Ossie was on the subway, thinking about getting his hand redone,when it started. He was gently touching the worn mahogany with the still-fleshy fingertips of his left hand, still amazed at the way the circuitry was so completely hidden behind his wooden knuckles. He hadn’t had it refinished since he lost it in the war. He just hadn’t given it much thought.

That wasn’t true. He had given it thought. He thought about it whenever he missed the feeling of having a right hand. And he thought about it whenever he felt like less than a whole man because of it.

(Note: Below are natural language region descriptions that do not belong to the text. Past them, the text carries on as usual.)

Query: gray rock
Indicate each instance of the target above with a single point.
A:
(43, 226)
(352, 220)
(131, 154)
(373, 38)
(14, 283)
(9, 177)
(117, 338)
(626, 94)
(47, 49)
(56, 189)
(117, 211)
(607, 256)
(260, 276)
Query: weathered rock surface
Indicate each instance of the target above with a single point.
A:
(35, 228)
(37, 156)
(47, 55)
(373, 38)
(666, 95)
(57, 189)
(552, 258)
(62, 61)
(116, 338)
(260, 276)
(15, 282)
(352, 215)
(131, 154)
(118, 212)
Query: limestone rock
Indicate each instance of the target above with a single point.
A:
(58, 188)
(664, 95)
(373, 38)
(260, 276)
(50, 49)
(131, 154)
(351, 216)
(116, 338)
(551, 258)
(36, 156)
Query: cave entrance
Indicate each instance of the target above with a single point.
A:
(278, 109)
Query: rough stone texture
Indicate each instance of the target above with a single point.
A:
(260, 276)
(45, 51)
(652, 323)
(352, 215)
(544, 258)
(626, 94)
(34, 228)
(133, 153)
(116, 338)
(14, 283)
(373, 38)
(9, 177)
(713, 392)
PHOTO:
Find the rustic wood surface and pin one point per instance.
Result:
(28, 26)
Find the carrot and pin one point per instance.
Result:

Ossie remembered his niece had showing up at the family barbeque last weekend, her leg all redone. She had lost it in a car accident a few years ago, and had taken to wearing long skirts and pants even in the hottest days. Not so at the cook-out, though. Ossie pictured her with her plate of potato salad, two matching legs pouring out of itty-bitty shorts. Only upon close inspection could you tell the difference between the creamy brown rubber and what was left of her thigh. Ossie
couldn’t even tell, and he looked.

Her boyfriend even said he couldn’t feel the difference, but Ossie had never put much stock in that boy.

Ossie was on the subway, thinking about latex skin and plastic nails when it started. He had noticed the girl who she had gotten on; it would have been hard not to. She must have weighed 300lbs, easy, Ossie had thought. When the girl removed her jacket in the stuffy subway car, and revealed an artfully-etched metallic arm, Ossie allowed that she probably weighed a great deal more than that.

Now the boy, the boy Ossie didn’t notice until he spoke.

“You best get your chrome ass out of my face,” the boy said. He said it quietly in a low, threatening tone. Perhaps too low, for the girl innocently felt the need to ask what he said. The boy repeated himself, loud enough for everyone in the car to hear.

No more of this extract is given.